Wiskunde gaat over probleemoplossende vaardigheden. Kinderen moeten elke dag betrokken worden bij probleemoplossende activiteiten. Een van de beste manieren om kinderen te helpen wiskunde te leren, is door hen een probleem voor te stellen waarin ze hun eigen strategieën moeten bedenken om de oplossing (en) te vinden. Zelfs als er maar één juiste oplossing is, kan er eigenlijk meer dan één manier zijn om erachter te komen hoe een wiskundeprobleem kan worden opgelost. Kinderen moeten de mogelijkheid krijgen om hun eigen snelkoppelingen te ontdekken en hun eigen algoritmen te creëren om het juiste antwoord of antwoorden te bepalen.

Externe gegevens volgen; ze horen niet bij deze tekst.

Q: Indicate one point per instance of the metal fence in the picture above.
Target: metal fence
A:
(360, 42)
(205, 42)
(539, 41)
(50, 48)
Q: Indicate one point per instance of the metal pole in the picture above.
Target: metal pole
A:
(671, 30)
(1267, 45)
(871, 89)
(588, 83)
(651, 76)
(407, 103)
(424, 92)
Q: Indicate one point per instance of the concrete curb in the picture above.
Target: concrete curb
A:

Bovendien (ze zijn niet bedoeld met woordspeling) moeten ze ook de oplossing (en) die ze bereiken kunnen rechtvaardigen door de keuzes die ze hebben gemaakt om tot hun antwoorden te komen, uit te leggen. Studenten moeten kunnen beschrijven waarom hun oplossingen werken en hoe ze weten dat dit de juiste oplossing is.

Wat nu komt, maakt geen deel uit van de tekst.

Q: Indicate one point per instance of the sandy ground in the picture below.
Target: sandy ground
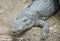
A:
(9, 10)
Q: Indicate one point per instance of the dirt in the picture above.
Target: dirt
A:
(8, 12)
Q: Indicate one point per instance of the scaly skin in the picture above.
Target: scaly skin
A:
(34, 15)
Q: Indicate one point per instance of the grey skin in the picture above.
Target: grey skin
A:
(35, 15)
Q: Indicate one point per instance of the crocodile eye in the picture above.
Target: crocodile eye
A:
(25, 20)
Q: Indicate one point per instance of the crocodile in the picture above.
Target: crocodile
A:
(34, 15)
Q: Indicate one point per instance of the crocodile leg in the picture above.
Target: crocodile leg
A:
(45, 29)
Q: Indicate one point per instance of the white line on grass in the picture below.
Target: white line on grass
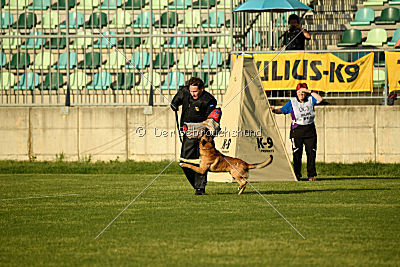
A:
(133, 200)
(266, 200)
(22, 198)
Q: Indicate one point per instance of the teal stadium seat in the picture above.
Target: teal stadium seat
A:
(177, 42)
(60, 5)
(352, 37)
(180, 4)
(211, 60)
(34, 43)
(364, 16)
(396, 36)
(75, 20)
(143, 20)
(26, 20)
(52, 81)
(28, 81)
(376, 37)
(215, 20)
(174, 81)
(140, 60)
(389, 16)
(7, 80)
(39, 5)
(106, 42)
(6, 20)
(101, 81)
(62, 61)
(110, 4)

Mijn favoriete manier om kinderen hierover te ondervragen, is door hen te vragen: "Hoe weet je dat?" Wanneer ze moeten uitleggen hoe ze tot hun antwoord zijn gekomen, weet je meteen wat er is geleerd en kun je het denkproces zien dat ze gebruikten om tot hun conclusies te komen.

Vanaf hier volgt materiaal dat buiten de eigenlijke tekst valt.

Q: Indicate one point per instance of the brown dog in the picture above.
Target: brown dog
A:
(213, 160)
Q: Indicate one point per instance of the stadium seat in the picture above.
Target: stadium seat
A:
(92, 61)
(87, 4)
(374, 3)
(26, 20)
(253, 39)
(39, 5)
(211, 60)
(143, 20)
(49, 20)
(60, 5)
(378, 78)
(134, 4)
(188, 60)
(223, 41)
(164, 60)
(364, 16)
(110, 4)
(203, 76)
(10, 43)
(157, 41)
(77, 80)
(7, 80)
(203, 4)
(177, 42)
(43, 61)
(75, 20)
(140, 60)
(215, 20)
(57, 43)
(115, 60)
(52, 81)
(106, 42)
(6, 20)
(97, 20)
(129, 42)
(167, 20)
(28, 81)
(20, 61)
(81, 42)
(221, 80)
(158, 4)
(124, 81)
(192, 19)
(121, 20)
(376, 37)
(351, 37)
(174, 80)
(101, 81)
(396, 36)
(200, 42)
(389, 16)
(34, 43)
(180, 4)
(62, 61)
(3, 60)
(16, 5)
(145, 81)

Wiskundeproblemen voor leerlingen van het zesde leerjaar moeten worden voorgelezen. De volgende wiskundige woordproblemen zijn specifiek voor kinderen in het zesde leerjaar en zijn onderverdeeld in de belangrijkste wiskundecategorieën: getalconcepten, patronen en algebra, geometrie en meting, en gegevensbeheer en waarschijnlijkheid.